Last summer, at the United Nations World Oceanʻs Conference, French Polynesia established the world’s largest contiguous marine protected area, reinforcing its 2022 ban on seabed mining. “The deep sea is not for sale,” France’s president, Emmanuel Macron, said at the time.
A year later, that might not hold true for the waters just beyond French Polynesia’s maritime border. A little-known American startup is seeking the Trump administration’s approval to lease 25 million acres of international waters for mining exploration just outside the areas over which French Polynesia, the Cook Islands and Kiribati have exclusive rights. The area, called Eastern High Seas Pocket 3 because it is entirely surrounded by waters known as the exclusive economic zones of the three nations, has an abundance of albacore, yellowfin, and bigeye tuna, and is visited by dozens of fishing vessels each year.
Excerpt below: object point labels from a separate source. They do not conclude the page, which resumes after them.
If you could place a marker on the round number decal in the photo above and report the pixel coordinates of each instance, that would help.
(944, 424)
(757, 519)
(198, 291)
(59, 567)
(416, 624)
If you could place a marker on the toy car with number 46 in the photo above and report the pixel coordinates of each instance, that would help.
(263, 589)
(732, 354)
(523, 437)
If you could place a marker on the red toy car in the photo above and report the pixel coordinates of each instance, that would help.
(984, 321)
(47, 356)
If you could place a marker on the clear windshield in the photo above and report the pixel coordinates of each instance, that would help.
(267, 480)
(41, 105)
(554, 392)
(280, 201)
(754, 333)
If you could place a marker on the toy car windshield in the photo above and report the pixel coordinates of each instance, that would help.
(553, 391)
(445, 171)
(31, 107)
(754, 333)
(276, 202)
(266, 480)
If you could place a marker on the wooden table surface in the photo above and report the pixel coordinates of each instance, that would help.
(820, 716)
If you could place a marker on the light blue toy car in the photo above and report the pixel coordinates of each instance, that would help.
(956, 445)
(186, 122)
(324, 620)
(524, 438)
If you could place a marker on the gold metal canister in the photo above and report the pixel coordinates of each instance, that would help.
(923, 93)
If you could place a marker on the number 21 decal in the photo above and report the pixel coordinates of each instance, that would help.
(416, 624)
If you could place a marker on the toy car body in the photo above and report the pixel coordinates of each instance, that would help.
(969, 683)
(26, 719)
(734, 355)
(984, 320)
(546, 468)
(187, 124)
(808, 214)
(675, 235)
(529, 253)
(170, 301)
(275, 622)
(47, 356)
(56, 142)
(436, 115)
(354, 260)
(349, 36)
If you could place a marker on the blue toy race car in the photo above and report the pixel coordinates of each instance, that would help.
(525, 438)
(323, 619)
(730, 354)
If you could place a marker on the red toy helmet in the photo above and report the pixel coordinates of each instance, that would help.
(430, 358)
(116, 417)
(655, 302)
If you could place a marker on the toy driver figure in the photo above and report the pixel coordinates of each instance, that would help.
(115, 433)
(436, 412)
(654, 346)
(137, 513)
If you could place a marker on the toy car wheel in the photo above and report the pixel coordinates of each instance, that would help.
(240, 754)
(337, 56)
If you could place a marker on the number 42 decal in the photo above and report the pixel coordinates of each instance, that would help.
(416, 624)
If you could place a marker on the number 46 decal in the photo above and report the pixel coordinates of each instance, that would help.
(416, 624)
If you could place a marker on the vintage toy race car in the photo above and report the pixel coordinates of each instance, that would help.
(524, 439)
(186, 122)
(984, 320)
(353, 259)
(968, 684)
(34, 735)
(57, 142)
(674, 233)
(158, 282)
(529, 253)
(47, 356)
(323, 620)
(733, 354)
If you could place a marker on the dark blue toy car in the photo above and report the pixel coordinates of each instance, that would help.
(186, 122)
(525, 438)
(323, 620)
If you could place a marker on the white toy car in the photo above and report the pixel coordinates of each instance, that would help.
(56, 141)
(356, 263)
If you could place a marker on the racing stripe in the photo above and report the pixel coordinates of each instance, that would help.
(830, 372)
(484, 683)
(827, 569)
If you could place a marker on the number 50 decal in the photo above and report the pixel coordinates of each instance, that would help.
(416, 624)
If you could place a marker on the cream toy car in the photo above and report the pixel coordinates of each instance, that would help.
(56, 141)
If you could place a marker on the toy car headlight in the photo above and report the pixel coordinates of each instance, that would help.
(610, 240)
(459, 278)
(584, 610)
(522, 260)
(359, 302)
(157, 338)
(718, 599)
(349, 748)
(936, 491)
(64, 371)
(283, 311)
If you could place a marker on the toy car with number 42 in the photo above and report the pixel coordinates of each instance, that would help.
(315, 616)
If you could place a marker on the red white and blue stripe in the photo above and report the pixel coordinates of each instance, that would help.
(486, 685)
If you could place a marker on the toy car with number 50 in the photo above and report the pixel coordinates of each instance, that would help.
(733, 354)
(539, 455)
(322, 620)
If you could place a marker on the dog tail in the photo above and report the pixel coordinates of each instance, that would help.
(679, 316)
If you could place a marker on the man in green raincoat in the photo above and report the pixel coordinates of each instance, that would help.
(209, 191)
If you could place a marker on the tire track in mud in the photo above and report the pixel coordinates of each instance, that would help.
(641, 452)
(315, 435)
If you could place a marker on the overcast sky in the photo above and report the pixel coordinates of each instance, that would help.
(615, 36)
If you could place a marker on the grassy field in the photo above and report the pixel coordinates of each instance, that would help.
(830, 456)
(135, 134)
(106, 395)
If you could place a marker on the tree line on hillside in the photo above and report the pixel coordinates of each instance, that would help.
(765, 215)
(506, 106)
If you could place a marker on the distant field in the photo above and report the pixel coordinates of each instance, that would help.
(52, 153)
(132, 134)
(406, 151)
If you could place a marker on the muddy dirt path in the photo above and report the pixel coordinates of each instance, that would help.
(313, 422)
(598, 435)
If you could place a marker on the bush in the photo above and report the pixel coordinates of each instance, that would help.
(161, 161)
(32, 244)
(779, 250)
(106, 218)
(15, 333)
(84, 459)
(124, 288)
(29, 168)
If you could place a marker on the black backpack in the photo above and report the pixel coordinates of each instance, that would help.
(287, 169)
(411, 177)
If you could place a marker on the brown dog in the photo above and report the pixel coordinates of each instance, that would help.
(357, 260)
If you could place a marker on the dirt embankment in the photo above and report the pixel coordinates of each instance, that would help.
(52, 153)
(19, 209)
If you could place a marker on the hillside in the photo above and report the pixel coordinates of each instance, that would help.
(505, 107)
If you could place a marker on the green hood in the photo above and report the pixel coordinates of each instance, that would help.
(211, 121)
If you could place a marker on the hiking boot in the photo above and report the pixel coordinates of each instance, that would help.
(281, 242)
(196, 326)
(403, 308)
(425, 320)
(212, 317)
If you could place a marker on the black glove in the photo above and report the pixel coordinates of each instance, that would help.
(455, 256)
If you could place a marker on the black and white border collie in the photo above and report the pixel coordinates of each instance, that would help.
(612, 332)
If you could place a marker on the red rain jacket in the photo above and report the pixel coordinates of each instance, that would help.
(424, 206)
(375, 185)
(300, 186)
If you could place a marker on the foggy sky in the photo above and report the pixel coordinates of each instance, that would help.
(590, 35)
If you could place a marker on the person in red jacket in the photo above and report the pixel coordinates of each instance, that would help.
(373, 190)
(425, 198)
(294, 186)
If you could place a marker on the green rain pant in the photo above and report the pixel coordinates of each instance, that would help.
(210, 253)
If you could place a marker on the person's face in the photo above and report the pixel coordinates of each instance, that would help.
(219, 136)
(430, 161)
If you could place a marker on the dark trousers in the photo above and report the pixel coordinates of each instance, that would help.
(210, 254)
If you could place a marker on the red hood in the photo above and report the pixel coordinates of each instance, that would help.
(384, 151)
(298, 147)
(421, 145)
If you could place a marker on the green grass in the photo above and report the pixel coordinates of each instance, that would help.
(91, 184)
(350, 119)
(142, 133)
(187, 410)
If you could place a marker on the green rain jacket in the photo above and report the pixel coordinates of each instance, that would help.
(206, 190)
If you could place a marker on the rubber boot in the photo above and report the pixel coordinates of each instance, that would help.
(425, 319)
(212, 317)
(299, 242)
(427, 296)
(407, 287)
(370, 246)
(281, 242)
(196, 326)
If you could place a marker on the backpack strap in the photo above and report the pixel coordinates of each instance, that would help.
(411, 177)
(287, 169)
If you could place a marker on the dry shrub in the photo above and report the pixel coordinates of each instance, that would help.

American Deep Sea Minerals is the first company to propose exploring the seabed there for manganese and other critical minerals, part of a global rush to capitalize on the essential components of batteries, military technologies and other modern technologies.
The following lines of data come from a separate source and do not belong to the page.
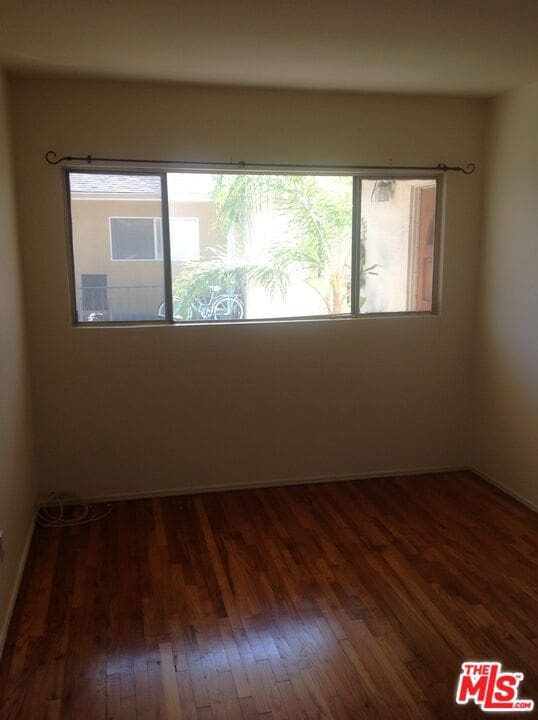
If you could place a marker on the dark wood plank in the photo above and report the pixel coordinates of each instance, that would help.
(341, 600)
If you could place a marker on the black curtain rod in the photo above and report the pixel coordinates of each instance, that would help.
(52, 159)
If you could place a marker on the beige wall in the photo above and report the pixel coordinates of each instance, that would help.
(127, 410)
(504, 445)
(17, 490)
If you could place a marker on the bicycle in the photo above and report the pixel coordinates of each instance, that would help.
(215, 306)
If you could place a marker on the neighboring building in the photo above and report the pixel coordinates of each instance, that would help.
(117, 239)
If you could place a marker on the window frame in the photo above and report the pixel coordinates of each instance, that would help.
(438, 177)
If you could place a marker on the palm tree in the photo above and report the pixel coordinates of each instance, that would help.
(315, 243)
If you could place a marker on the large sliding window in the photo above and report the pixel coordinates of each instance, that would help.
(214, 247)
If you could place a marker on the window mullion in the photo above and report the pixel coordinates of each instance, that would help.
(168, 292)
(356, 247)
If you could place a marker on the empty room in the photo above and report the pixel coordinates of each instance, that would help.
(268, 360)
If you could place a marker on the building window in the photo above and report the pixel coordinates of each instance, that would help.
(135, 238)
(239, 246)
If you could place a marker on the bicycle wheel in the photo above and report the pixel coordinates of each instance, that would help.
(228, 307)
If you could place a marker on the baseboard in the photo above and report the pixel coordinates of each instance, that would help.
(16, 586)
(504, 489)
(277, 482)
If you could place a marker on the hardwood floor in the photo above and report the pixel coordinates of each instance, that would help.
(347, 600)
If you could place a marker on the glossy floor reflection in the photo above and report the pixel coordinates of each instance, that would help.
(346, 600)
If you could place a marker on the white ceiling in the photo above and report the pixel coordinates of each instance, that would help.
(477, 47)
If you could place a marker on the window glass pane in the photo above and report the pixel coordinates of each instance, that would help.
(397, 245)
(260, 246)
(117, 277)
(132, 238)
(185, 238)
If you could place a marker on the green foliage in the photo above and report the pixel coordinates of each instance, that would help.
(317, 239)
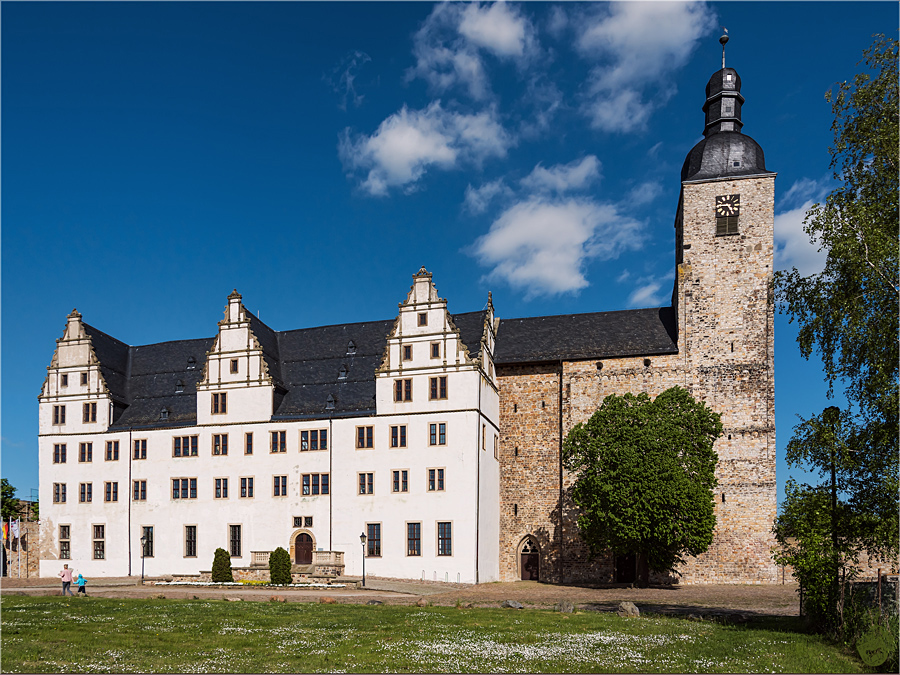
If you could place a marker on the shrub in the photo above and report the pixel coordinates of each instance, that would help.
(280, 566)
(222, 566)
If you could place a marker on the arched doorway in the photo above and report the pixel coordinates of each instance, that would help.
(530, 560)
(302, 548)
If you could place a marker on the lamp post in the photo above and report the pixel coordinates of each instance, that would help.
(362, 540)
(143, 554)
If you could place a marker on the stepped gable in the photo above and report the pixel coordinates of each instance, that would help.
(112, 356)
(268, 342)
(153, 380)
(596, 335)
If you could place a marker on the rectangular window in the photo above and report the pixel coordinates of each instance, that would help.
(147, 540)
(726, 225)
(184, 488)
(437, 433)
(221, 488)
(445, 539)
(139, 492)
(373, 540)
(315, 439)
(398, 436)
(185, 446)
(99, 542)
(247, 487)
(438, 388)
(435, 480)
(65, 545)
(414, 539)
(234, 539)
(190, 541)
(366, 483)
(401, 480)
(140, 448)
(365, 437)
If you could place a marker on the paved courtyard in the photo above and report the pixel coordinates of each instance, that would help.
(778, 600)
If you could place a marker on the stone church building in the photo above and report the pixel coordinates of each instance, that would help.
(435, 436)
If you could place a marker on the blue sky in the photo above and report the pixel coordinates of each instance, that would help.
(314, 155)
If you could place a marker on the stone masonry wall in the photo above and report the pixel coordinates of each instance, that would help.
(726, 350)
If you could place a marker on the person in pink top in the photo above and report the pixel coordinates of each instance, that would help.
(66, 576)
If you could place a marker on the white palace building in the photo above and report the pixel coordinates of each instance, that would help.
(256, 439)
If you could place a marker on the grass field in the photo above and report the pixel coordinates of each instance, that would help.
(56, 634)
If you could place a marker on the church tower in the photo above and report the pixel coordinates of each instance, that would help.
(724, 308)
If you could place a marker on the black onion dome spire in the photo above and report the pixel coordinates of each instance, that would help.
(725, 151)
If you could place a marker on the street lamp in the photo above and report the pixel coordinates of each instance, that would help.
(143, 554)
(362, 540)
The company’s application is the latest example of the Trump administration enabling those interested in deep sea mining to circumvent international law. The majority of the world’s nations have agreed to a treaty that grants oversight of deep sea mining in the high seas to the International Seabed Authority, a regulatory body that is meeting this month to continue negotiating a framework to govern the industry. The debate has carried on for more than a decade and no commercial deep sea mining has occurred, in part due to concerns about the harm it might do to fisheries and marine habitats, as well as cautionary warnings from Indigenous Pacific peoples with ancestral ties to the ocean.